My non-medical not a medical professional opinion: How we view mental and physical health depends a lot on cultural norms. For example, we now accept, rightly so, that being homosexual is not a mental illness. People are genetically predisposed to be attracted to the same or opposite sex. It's finally considered "normal" by most intelligent people because we collectively decided that the biomedical evidence speaks for itself. People are predisposed to preferring their right or left hand - it is no longer a sinful defect. It was - when society could not accept the difference. The same with being homosexual. When it was considered an illness more people felt stigmatized and internalized the stigma due to social pressure to be "normal" and still do in places where they do not feel accepted. That definition of normal was arbitrary and thr experience of not being "normal" was traumatic. If someone has other genetic or biological predispositions, such as mental illness - why is that considered "illness" to be fixed as opposed to a quality to be accepted and society to adapt to (within reason)?The only condition that concerns us is the extremes that lead to self harm or harm to others - those require medical attention. Eccentricities, irregularities, need not amount to illness. What if we looked at mental illness much the same way? If the social pressure was off, to live up to an elusive set of norms, would that ease the internal stigma the person feels and pressure to "get better" ASAP in order to fit those norms? To just be able to be as they are without external judgment? I think so. And as a result they might just feel a whole lot better, faster.

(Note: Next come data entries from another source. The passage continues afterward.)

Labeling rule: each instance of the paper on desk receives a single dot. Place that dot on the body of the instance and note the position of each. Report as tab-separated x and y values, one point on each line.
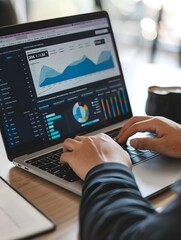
18	217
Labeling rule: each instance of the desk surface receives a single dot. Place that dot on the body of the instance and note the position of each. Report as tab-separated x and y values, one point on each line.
59	204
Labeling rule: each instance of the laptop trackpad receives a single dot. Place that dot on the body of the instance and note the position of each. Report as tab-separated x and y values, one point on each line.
156	174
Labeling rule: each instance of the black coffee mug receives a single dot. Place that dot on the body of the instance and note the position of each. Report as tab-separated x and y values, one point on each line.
164	101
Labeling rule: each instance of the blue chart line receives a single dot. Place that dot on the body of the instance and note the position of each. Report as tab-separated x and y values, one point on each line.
76	69
50	120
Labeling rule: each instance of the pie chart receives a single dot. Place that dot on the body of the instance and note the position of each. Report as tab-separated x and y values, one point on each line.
80	112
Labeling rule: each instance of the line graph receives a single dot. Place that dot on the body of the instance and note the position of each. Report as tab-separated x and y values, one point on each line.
77	69
72	64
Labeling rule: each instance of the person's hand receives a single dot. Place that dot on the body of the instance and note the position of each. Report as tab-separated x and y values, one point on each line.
83	153
168	135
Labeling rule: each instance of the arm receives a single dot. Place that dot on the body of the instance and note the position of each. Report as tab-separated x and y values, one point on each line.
168	134
112	208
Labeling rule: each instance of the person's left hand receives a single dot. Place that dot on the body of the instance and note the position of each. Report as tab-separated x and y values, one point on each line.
83	153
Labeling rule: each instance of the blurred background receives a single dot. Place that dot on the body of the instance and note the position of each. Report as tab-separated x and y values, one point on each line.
145	30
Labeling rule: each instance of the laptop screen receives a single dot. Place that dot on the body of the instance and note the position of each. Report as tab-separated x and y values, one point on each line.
59	78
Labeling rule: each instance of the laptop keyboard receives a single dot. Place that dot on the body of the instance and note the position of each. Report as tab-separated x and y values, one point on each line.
51	162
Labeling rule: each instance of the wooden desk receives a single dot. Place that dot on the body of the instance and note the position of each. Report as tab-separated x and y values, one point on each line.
62	206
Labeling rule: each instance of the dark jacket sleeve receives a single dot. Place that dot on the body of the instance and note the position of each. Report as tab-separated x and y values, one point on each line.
113	208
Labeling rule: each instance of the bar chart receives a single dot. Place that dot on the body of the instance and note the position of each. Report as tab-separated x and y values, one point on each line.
50	119
115	105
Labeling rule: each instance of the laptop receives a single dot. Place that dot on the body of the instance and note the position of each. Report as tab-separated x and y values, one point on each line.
60	78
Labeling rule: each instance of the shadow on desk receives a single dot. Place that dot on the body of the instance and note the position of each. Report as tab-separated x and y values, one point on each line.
57	203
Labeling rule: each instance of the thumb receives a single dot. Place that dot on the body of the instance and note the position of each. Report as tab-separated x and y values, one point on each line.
144	143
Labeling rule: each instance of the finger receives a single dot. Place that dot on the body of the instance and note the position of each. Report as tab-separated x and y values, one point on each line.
80	138
147	143
132	121
69	144
143	126
66	157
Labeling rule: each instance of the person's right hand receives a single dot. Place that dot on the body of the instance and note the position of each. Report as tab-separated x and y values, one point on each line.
168	135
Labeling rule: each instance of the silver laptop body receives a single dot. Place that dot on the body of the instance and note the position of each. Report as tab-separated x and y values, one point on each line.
61	78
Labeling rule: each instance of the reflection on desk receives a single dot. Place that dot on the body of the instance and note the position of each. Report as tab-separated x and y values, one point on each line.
59	204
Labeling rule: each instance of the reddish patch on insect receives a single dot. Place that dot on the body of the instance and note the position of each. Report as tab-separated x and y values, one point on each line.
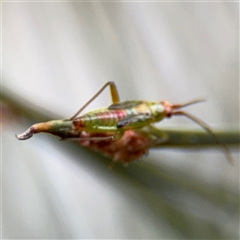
130	146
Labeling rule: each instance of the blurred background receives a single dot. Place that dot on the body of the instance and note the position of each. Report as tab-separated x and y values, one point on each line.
56	55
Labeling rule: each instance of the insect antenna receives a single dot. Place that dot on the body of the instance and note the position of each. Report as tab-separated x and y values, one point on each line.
204	126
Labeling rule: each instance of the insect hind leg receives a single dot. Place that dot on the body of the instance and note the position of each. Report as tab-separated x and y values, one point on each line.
113	92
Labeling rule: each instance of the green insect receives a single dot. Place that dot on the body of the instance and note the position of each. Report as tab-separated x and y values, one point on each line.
119	127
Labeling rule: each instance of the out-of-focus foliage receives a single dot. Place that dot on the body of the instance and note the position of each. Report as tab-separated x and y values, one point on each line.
56	55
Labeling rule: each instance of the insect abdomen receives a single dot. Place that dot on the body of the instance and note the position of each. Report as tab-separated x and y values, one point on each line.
100	120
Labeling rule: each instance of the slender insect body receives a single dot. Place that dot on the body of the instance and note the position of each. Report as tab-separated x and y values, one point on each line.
121	116
123	130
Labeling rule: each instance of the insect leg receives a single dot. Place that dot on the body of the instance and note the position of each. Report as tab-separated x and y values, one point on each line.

What about illness that lead to harm to the individual that don't fall under self harm? Why should that be seen as different from other illnesses? Bring this back to my original post, are they really all that different?
 
Well a person - an adult - should have a choice in how they treat the illness. And hopefully they make an informed and reasonable decision. As for physical illness and people telling you what to do? Educate them about your circumstances, but tell them to buzz off for awhile if you have to -you're dealing with it the way you need to deal with it. My mom does it to me all the time. Quite honestly, I tell her to buzz off and I find people I can talk to who attempt to understand. If they walked a mile in your shoes they might not say those things - and my mom's known me all my life. She just always needs to take control and fix what's wrong right now rather than listen and go through things patiently - she's uncomfortable with others' discomfort - so she says inconsiderate things. That's quite common.Sometimes you have to find people in your corner who will advocate for you and block out the opinions of the people making you feel bad if they can't understand. As for an employer, maybe I wouldn't tell them to " buzz off" but know your rights.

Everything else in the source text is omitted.